Om welke RP gaat het in SR?
Art. 51 Sr geen nadere definitie RP. het is de bedoeling aansluiting te zoeken met civiele recht. In
theorie en praktijk gaat vooral om privaatrechtelijke RP. in vorm NV, BV, coöperatie, onderlinge
waarborgmaatschappij, stichting of vereniging. Bepaalde samenwerkingsverbanden kunnen vrij
gemakkelijk in civielrechtelijke zin als RP worden aangemerkt (bijv. informele vereniging). Ook van
buitenlandse RP wordt veelal naar NL recht RP erkend.
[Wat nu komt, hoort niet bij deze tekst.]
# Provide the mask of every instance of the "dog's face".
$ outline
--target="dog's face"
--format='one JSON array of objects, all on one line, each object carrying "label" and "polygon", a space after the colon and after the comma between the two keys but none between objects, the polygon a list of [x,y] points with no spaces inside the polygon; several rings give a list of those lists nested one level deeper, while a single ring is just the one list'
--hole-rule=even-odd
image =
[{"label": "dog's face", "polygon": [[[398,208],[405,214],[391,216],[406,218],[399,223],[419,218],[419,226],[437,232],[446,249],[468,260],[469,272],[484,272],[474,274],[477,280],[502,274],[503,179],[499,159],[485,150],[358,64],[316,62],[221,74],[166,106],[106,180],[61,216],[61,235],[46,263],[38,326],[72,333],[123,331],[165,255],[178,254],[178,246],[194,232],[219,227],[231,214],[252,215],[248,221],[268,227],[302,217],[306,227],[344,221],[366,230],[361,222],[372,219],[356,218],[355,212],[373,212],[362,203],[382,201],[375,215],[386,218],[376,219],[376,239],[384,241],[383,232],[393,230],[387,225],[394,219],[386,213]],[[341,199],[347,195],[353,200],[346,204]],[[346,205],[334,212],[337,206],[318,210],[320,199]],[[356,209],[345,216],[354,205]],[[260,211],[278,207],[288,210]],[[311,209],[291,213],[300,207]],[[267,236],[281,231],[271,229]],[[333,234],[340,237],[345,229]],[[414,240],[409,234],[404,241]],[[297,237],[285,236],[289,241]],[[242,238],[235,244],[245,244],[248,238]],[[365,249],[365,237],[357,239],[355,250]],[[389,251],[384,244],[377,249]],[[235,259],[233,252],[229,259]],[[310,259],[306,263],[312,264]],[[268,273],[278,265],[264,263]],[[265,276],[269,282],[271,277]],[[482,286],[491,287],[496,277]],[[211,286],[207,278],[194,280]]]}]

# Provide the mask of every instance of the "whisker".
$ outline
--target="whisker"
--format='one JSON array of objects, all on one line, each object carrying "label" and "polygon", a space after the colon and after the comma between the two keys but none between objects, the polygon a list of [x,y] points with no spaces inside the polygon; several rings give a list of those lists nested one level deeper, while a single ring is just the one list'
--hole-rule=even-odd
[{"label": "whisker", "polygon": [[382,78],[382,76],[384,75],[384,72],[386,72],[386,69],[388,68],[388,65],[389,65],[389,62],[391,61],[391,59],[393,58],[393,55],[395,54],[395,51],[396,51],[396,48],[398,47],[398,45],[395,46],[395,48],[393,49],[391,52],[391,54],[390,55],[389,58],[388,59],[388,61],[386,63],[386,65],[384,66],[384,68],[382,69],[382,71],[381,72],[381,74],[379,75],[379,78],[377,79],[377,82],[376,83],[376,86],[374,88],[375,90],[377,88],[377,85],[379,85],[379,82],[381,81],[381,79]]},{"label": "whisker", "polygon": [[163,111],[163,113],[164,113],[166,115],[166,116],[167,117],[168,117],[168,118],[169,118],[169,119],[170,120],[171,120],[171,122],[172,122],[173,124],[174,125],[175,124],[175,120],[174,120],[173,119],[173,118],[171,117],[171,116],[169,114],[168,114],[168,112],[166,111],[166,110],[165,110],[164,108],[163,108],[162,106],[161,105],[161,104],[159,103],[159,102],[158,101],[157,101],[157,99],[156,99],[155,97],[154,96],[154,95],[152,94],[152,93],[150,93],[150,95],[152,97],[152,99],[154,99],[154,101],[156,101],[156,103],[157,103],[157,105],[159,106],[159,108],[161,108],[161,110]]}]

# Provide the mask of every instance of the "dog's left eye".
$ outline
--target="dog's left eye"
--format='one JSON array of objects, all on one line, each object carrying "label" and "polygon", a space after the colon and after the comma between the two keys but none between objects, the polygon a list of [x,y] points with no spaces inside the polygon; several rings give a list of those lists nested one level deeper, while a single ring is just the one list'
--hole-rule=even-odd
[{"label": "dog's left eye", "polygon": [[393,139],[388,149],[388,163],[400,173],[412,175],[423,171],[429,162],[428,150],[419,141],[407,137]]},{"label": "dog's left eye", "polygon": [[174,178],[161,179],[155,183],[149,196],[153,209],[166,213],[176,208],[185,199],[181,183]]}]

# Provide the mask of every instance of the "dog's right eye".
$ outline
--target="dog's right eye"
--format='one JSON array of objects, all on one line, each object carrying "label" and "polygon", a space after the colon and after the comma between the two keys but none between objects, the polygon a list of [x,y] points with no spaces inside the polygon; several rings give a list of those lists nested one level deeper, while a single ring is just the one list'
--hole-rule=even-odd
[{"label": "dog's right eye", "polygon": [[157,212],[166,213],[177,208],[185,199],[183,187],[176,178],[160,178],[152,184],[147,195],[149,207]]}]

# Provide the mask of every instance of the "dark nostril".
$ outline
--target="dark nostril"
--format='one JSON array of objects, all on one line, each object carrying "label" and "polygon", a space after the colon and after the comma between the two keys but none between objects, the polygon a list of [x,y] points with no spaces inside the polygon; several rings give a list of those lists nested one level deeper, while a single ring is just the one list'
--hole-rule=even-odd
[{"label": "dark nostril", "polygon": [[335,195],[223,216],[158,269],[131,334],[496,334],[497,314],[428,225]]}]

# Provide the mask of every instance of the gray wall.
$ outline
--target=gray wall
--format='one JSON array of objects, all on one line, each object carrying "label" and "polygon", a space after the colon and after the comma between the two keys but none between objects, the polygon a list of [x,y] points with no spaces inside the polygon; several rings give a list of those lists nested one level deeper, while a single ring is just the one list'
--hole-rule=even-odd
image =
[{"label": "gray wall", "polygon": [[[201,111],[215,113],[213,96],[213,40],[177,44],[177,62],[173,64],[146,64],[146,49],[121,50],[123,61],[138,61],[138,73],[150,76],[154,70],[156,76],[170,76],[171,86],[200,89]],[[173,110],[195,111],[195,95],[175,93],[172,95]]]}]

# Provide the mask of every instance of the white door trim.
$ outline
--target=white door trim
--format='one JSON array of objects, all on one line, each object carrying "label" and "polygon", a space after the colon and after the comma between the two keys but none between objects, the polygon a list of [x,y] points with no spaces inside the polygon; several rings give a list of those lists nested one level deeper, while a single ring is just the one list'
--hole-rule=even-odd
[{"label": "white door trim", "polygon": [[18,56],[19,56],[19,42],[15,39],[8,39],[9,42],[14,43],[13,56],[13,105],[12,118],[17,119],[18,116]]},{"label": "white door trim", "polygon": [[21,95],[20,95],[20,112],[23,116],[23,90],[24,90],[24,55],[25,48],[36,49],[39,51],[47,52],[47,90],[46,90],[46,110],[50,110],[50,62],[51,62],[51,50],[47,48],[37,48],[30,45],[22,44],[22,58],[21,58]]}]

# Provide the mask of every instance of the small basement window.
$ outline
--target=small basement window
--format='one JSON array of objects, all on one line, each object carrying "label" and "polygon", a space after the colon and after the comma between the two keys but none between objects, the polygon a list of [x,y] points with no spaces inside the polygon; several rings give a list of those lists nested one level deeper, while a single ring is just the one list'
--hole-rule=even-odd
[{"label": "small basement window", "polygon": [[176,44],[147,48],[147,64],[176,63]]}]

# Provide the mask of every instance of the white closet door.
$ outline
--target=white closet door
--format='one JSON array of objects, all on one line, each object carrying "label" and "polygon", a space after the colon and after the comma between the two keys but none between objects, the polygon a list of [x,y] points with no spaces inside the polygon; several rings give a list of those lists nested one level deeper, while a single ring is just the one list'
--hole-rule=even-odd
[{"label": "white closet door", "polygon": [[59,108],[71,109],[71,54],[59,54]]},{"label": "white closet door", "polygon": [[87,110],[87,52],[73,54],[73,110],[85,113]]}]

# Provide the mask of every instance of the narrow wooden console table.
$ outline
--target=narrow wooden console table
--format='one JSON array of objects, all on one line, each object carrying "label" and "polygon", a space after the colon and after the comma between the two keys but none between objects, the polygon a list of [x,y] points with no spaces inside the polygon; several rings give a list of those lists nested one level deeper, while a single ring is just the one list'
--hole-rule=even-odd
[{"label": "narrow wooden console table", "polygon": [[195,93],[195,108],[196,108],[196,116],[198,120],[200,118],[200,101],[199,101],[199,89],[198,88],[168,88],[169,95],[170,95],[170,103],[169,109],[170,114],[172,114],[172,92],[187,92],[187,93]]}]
Belangrijk is dat art. 51 lid 3 Sr aanvulling op
civielrechtelijke regeling geeft door in SR zin met een RP gelijk te stellen: stille of openbare
vennootschap, de rederij en het doelvermogen. SR moet soms begrippen definiëren vanuit eigen functie
en dan ontstaat disharmonie. Daarom behoeft imperfectie van formele aard, waardoor bestaan RP civiel
dubieus wordt, SR gezien niet relevant te zijn. Organisaties en samenwerkingsverbanden zijn doorgaans
probleemloos rechtssubject in SR zin.
De dood van een RP
RP kan op bepaalde manier ophouden te bestaan (gemakshalve term ontbinding). Wetgever geen
specifieke regeling voor SR gevolgen van ontbinding van verdachte of veroordeelde RP. dat past in beeld
dat wetgever complicaties rond invoering art. 51 Sr slechts ten dele onder ogen zag en steevast naar
rechtspraktijk doorschoof. HR een standaard voor SR positie van overleden RP ontworden, waarbij ten
dele bij regels voor nat. personen is aangesloten. Ontbinding onherroepelijk veroordeelde RP heeft
vermoedelijk geen SR consequenties art. 6:2:21 Sv kennelijk n.v.t. RP. HR stelde immers dat een ‘boete
ook na beëindiging van vennootschap op dezelfde wijze als iedere andere schuld van de ontbonden
vennootschap kan worden ingevorderd. Ander lijn uitgezet voor gevolgen ontbinding van verdachte RP.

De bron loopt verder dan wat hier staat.